It’s hard to distinguish Chrome when most people don’t know what a browser is.

Google made headlines this week by beginning a television ad campaign pushing its Chrome browser. But I don’t think the ads are going to help the company with its intended goal. For example, here’s one, known as “Dear Sophie.” It features a father sharing memories with his daughter through a special e-mail account, and ends with the tagline, “the web is what you make of it.”

The thing is, as Google well knows, most people don’t know what a browser is. In 2009, Google made a video illustrating just that. According to the video, less than 8 percent of the people who were interviewed on that day knew what a browser was—most confused it with a search engine.

Google’s ad campaigns are adorable and emotional, but they’re not always clear. The Dear Sophie ad strikes me as an ad for e-mail, because that’s the main product being used in the ad. If users see the ad and visit the URL it gives at the end, I think they’ll be confused to wind up on a landing page for something other than Gmail.

The problem is that the browser is the gateway to the Internet. It’s easy for people to know what they do online—send e-mail, search, whatever. It’s hard for them to pay attention to how they got there.

Even if people figure out what a browser is, it’s hard to get them to care enough about it to be willing to change. The New York Times quotes Harvard professor David B. Yoffie:

“Microsoft does adequately well for the vast majority of consumers,” said David B. Yoffie, a professor at Harvard Business School who has written books about competition among Internet businesses.

“The problem for both Firefox and Chrome is how are they going to convince customers that they have a significantly better product, worth the hassle of actually going and downloading something that’s new and different.”

So why does Google care about this so much? The company talked a lot about using Chrome to push other browser makers into better products, but now it’s working hard to sell people on its specific browser.

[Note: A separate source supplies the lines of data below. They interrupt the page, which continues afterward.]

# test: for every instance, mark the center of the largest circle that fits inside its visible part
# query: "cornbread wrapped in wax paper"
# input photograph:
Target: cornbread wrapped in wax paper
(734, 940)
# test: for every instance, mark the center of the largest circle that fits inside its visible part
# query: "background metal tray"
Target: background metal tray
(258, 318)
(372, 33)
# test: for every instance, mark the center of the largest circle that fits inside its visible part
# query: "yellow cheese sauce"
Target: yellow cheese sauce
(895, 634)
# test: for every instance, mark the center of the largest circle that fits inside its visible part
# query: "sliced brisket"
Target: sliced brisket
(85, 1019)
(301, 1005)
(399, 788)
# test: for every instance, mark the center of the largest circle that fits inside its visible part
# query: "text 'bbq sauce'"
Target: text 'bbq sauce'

Thomas Claburn of Information Week, writes:

Chrome users are great for Google because, as Google SVP of commerce and local Jeff Huber put it in the company’s Q1 2011 earnings conference call in April, “Chrome users are very valuable to Google.” Huber said Google is investing in Chrome marketing and the payoff is worth it. “We have over 120 million daily users [of Chrome], over 40% of whom we added in the past year as a result of our marketing efforts,” he said. …

Chrome does not imprison users–one can use competing browsers while Chrome is installed–but it does open a window onto the Web that’s free of competitive distractions. And it creates a barrier to exit, in that habits keep users coming back to the same software rather than making the effort to change.

Despite Google’s uphill battle, it is gaining ground. Ars Technica’s Peter Bright calls Chrome “the only browser to show consistent any growth these days.” He writes:

Both Microsoft and Mozilla will be disappointed to learn that so far, nothing much has changed. Internet Explorer is down yet again, dropping 0.81 points to 55.11 percent. Firefox experienced a small drop of 0.17 points, to 21.63 percent. Chrome was up 0.37 points to 11.94 percent, and Safari was up 0.54 points to 7.15 percent. The implication from this is that the new browsers, though both substantial upgrades over their predecessors, are doing little to attract users of other browsers; the people switching to them are merely upgraders.